Black Mountain. An Interdisciplinary Experiment 1933 – 1957, Hamburger Bahnhof Berlin

Imprint
Curators: Eugen Blume, Gabriele Knapstein
Curatorial assistance and project management: Matilda Felix
Architecture + Exhibition Design: raumlabor_berlin
Carrier: Staatliche Museen

Black Mountain. An Interdisciplinary Experiment 1933 – 1957 presents the first comprehensive exhibition on Black Mountain College to take place in Germany. The show appears as a temporary exhibition at Hamburger Bahnhof, and guides visitors chronologically through the school’s history and creative production.

The exhibition includes authentic art objects produced by Black Mountain students and faculty, as well as original letters, documents, and reading materials from the progressive education movement (John Dewey’s Art as Experience, for example) that lend further insight into the life of the school.

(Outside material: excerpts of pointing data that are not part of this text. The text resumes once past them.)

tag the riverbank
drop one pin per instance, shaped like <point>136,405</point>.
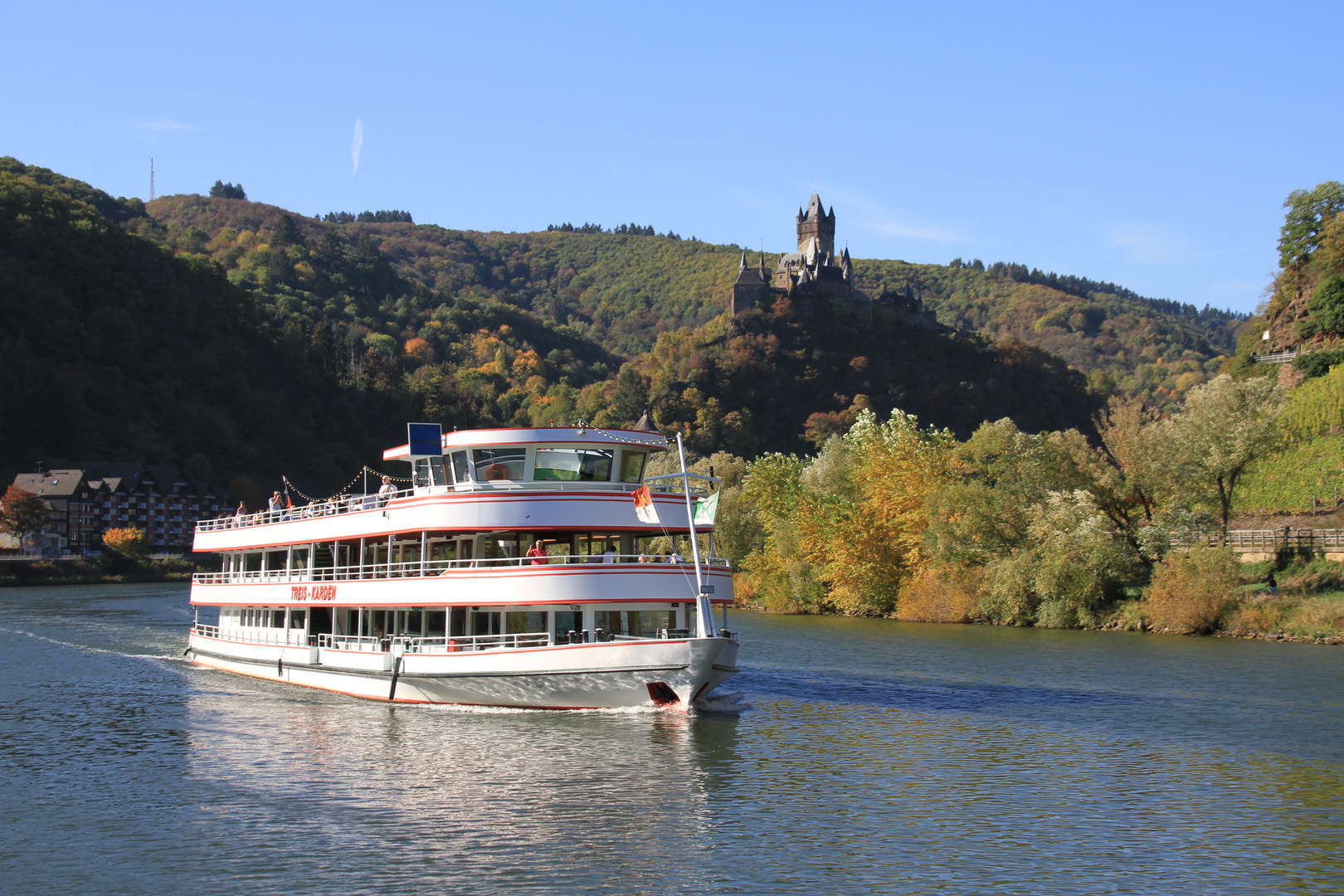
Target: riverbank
<point>95,571</point>
<point>1307,607</point>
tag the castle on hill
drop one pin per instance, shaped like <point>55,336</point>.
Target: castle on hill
<point>816,271</point>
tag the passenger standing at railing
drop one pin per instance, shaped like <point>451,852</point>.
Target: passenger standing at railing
<point>387,492</point>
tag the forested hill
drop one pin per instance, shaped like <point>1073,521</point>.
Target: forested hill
<point>622,290</point>
<point>238,338</point>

The overall chronological structure of the exhibition breaks down at a finer level into vignettes that highlight particular moments, stories, or individuals: the early episode in which John Andrew Rice writes to Josef Albers in the hopes that he and his wife, Anni, will join the faculty; spaces devoted to work by Buckminster Fuller, Robert Rauschenberg, or John Cage’s experimental music. The arrangement of these vignettes serves a helpful, didactic function by allowing a visitor’s knowledge of Black Mountain College to build up in graspable pieces.

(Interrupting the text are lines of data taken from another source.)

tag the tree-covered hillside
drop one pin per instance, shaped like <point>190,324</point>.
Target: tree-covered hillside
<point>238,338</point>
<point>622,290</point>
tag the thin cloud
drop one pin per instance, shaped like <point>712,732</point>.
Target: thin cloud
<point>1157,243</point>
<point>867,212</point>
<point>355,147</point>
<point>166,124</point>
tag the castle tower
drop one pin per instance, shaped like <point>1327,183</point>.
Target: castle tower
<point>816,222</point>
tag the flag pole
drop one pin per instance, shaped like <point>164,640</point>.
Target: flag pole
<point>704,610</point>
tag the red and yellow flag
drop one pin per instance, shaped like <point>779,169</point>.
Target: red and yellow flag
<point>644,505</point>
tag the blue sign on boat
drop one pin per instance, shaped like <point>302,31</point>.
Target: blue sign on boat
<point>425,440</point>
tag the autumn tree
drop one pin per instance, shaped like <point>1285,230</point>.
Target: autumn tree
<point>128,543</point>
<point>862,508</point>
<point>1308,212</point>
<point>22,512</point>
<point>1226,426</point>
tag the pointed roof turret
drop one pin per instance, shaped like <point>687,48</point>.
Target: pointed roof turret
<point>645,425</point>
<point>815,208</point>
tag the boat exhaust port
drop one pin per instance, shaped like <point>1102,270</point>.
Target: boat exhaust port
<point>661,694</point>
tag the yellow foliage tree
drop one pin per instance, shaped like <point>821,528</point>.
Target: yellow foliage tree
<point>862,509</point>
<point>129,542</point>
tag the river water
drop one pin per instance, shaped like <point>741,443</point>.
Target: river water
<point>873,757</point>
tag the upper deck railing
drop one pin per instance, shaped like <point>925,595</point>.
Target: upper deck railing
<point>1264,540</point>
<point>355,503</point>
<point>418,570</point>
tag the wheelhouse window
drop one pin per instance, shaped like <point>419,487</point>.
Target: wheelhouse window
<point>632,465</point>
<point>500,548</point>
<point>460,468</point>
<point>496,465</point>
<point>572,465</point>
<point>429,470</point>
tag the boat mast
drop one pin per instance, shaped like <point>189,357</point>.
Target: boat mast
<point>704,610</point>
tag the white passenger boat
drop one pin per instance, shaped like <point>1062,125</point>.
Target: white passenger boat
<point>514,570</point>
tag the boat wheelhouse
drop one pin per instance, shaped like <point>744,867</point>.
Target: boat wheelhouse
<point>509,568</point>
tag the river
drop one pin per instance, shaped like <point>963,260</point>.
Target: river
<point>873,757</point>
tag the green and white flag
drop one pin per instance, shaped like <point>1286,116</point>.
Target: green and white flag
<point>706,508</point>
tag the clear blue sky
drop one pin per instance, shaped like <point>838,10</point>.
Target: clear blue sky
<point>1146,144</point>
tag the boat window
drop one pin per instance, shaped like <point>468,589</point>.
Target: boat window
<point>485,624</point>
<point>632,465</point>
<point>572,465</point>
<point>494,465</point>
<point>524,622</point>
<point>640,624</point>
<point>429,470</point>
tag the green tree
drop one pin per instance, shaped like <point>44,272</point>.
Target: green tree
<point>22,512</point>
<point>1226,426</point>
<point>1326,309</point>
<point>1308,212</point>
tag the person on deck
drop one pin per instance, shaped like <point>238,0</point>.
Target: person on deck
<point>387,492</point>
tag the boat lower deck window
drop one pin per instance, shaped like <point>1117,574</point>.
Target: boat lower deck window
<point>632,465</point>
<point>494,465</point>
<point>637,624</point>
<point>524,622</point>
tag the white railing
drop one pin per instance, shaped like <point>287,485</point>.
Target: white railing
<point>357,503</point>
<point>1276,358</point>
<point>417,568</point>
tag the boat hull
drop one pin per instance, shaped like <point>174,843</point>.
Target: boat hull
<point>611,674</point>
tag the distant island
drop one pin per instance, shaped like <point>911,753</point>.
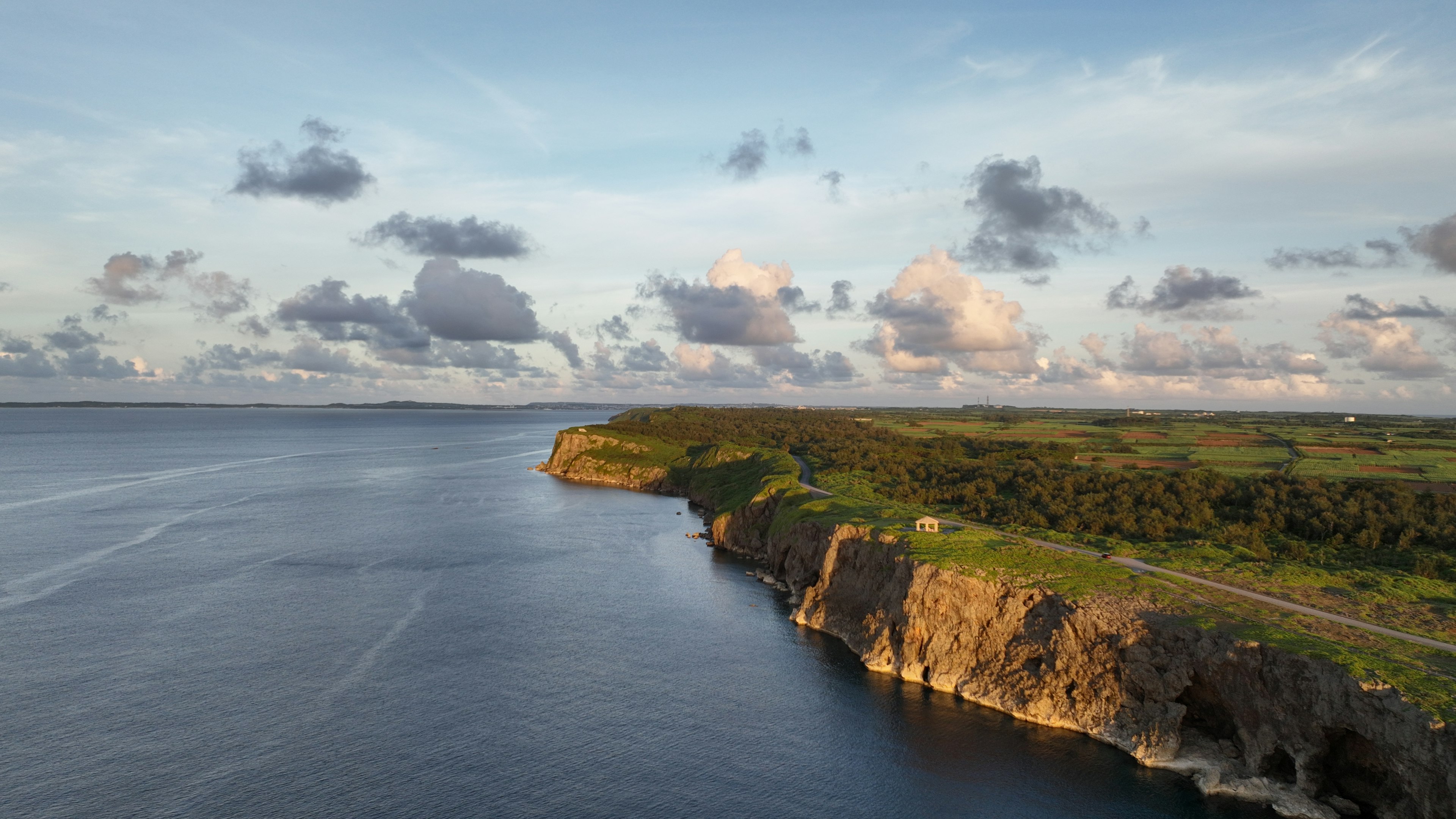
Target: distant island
<point>1265,602</point>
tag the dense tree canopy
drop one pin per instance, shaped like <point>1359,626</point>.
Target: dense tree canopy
<point>1039,484</point>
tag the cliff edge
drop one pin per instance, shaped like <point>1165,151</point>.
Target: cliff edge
<point>1241,717</point>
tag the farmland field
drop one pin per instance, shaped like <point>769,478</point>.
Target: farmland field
<point>1234,444</point>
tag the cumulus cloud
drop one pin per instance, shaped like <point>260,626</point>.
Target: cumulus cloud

Stylistically, the most prominent aspect of the exhibition is its use of plywood throughout the display structures. This is a visually striking choice of material—particularly in the context of a refined, white-walled museum—and lends the show a low-cost, ‘DIY’ aesthetic that is elegantly plain. This is a thoughtful creative decision for raumlabor_berlin to have made, as it echoes the way in which dwellings at Black Mountain College were constructed informally by students and faculty themselves.

Perhaps the central curatorial challenge of the show consists in balancing between showcasing artwork and providing historical context. While Black Mountain College produced a wealth of artistic achievement, showcasing this alone would be insufficient for providing a historical account of the school as a place of learning and a community with particular values and ideas. On the other hand, recounting the history of the school without emphasizing the artistic production it encouraged would be equally insufficient, for this would neglect and understate the work for which the college is remembered. Curators Eugene Blume and Gabriele Knapstein succeed in striking a balance between these two approaches, creating an exhibition in which visitors are led between spaces that alternate between emphasizing artwork over historical context and vice versa. The artworks are displayed simply, elegantly, and spaciously, while the historical documents and books are displayed more densely in groupings inside glass and plywood display cases. This back-and-forth has the added benefit of allowing visitors to focus primarily on the artwork or the history if they so choose. A number of large, vinyl, paragraph-length texts appear on walls throughout (in both Deutsch and English), weaving together the whole.

The exhibition is very much worth visiting purely for its art. Even more so, the books, letters, and other original documents it contains provide a particularly special chance to appreciate Black Mountain College for the day-to-day character it cultivated as a community and place of learning.